L’opposant congolais Martin Fayulu a lancé un nouvel appel en faveur de l’unité nationale et de la stabilité institutionnelle, estimant que ces deux impératifs doivent primer face aux défis sécuritaires et sanitaires auxquels est confrontée la République démocratique du Congo.
Dans un message publié sur son compte X (anciennement Twitter), le président de l’ÉCIDÉ a invité les Congolais à « méditer sur les propos » du président burundais Évariste Ndayishimiye, qui, lors de son passage à Kinshasa, a rappelé que lorsqu’un pays est menacé dans son intégrité territoriale, « l’unité nationale et la stabilité institutionnelle ne se négocient pas ».

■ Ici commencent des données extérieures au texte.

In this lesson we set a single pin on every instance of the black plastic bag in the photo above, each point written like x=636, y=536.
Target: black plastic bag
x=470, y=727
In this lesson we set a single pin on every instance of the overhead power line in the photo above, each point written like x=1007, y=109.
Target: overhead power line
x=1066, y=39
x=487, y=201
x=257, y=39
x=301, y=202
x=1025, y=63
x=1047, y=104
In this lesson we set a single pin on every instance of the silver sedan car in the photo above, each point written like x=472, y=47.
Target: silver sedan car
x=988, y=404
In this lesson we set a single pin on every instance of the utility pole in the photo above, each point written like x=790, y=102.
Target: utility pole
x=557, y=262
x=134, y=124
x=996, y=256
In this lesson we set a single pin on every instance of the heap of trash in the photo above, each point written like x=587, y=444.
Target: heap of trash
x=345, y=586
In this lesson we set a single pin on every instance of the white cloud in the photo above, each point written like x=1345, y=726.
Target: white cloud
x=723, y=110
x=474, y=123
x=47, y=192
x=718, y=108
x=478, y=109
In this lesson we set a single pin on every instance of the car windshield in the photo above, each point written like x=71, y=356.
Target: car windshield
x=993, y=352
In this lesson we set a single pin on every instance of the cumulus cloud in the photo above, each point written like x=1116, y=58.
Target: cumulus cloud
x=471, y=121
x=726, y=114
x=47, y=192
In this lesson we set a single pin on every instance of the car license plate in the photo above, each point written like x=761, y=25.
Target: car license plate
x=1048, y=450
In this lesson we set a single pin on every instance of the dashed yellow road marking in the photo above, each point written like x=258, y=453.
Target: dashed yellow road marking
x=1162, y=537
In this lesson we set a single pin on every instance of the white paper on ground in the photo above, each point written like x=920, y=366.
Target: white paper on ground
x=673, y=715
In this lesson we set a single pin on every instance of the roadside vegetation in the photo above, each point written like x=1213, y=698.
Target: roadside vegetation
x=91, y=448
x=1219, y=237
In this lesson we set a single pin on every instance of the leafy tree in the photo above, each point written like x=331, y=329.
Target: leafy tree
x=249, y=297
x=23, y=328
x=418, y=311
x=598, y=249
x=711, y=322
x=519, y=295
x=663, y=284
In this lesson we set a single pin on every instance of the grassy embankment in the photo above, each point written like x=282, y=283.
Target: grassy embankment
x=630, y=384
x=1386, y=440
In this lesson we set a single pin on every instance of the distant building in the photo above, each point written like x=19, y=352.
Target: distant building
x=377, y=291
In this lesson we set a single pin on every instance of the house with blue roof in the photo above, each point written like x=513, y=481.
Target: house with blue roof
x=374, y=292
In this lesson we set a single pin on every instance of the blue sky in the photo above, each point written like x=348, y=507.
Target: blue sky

Martin Fayulu a jugé préoccupant qu’« il faille qu’un chef d’État étranger rappelle aux dirigeants congolais ce qui devrait être au cœur de leur action quotidienne ».
Selon lui, alors qu’une partie du territoire national est occupée, que des administrations parallèles se substituent progressivement à l’autorité de l’État, que le pays fait face à la menace d’Ebola et que les populations vivent dans l’insécurité et la précarité, la priorité devrait être la défense de la République ainsi que le rassemblement de la Nation.
L’opposant a également rappelé avoir personnellement évoqué ces enjeux auprès du président Félix Tshisekedi le 5 juin 2025 à Kinshasa, puis le 6 février 2026 à Washington, insistant sur le « double impératif d’unité nationale et de stabilité institutionnelle ». Il a toutefois regretté que, selon lui, « au moment où le pays a besoin de cohésion, il est entraîné dans un débat constitutionnel aussi inutile que dangereux ».
Martin Fayulu a enfin estimé que « l’Histoire enseigne que les Nations ne disparaissent pas seulement sous les coups de leurs ennemis. Elles s’affaiblissent aussi lorsque ceux qui les dirigent subordonnent les priorités de la Nation à leurs calculs politiques personnels ».
Réaffirmant que « le Congo a besoin d’unité, de stabilité institutionnelle et de paix », le président de l’ÉCIDÉ a conclu son message en appelant les dirigeants à privilégier « l’intérêt supérieur de la Nation », estimant qu’« il est encore temps de faire les bons choix ».